Question

If a proton has a speed of `(5.30 pm 0.01) xx 10^4 "m/s"`, what is the uncertainty in position?

Answer 1

The uncertainty in position is given by `Deltax`. And so, refer to Heisenberg's Uncertainty Principle:

`DeltaxDeltap_x >= ℏ/2`

Since you were given a speed of `(5.30 pm 0.01) xx 10^4 "m/s"`, you know the uncertainty is `Deltav_x = 0.01 xx 10^4 "m/s"`. That is the standard way to report values in the literature:

`"Avg"" "pm" ""STDEV"" " "units"`

And so, in doing that, you know the uncertainty in the momentum:

`Deltap_x = mDeltav_x`

`= 1.673 xx 10^(-27) "kg" cdot (0.01 xx 10^4 "m/s")`

`= 1.673 xx 10^(-25) "kg"cdot"m/s"`

Therefore, the uncertainty in the position is likely "big" (relative to `Deltap_x`). It must be, so that the uncertainty product is greater than or equal to `ℏ/2`. Solve for the uncertainty in `x` to get:

`color(blue)(Deltax) >= ℏ/2 cdot 1/(Deltap_x)`

`>= (6.626 xx 10^(-34) "J"cdot"s")/(2 cdot 2pi) cdot 1/(1.673 xx 10^(-25) "kg"cdot"m/s")`

`color(blue)(>= 3.152 xx 10^(-10) "m")`, or `"0.3152 nm"`, or `0.0003152` `mu"m"`.
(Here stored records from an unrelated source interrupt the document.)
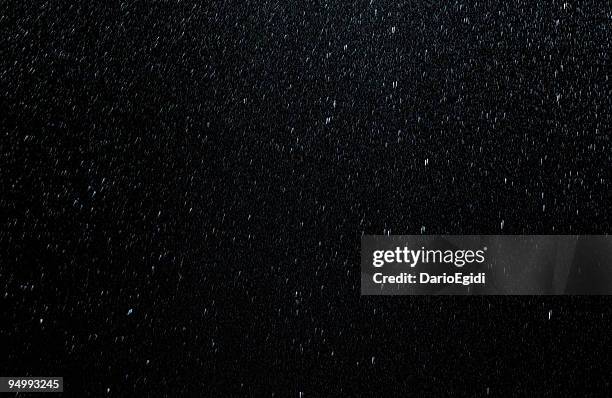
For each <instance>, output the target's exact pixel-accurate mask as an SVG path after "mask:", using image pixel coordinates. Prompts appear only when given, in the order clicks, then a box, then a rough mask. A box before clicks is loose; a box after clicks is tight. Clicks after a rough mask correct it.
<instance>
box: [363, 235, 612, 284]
mask: <svg viewBox="0 0 612 398" xmlns="http://www.w3.org/2000/svg"><path fill="white" fill-rule="evenodd" d="M361 294H363V295H415V294H416V295H420V294H424V295H431V294H443V295H456V294H485V295H488V294H493V295H498V294H502V295H523V294H527V295H542V294H546V295H549V294H552V295H558V294H605V295H609V294H612V238H611V237H610V236H609V235H395V236H393V235H391V236H385V235H364V236H362V238H361Z"/></svg>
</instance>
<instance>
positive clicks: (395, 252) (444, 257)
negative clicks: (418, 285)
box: [372, 246, 487, 268]
mask: <svg viewBox="0 0 612 398" xmlns="http://www.w3.org/2000/svg"><path fill="white" fill-rule="evenodd" d="M486 251H487V248H486V247H483V248H482V249H480V250H432V249H425V248H424V247H421V248H420V249H418V250H414V249H409V248H408V247H407V246H404V247H403V248H402V247H396V248H395V250H375V251H374V252H373V261H372V265H373V266H374V267H376V268H380V267H382V266H383V265H385V264H394V263H395V264H405V265H408V266H409V267H411V268H414V267H415V266H416V265H417V264H430V263H433V264H452V265H454V266H455V267H458V268H462V267H463V266H464V265H466V264H474V263H476V264H482V263H483V262H484V261H485V252H486Z"/></svg>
And so, if a proton were to move around with that much uncertainty in speed due to observing it using a bacterial microscope (which is for things on the order of `mu"m"`), it would be somewhat blurry, but we could probably tell it was there, since the uncertainty is less than what the microscope lets us see.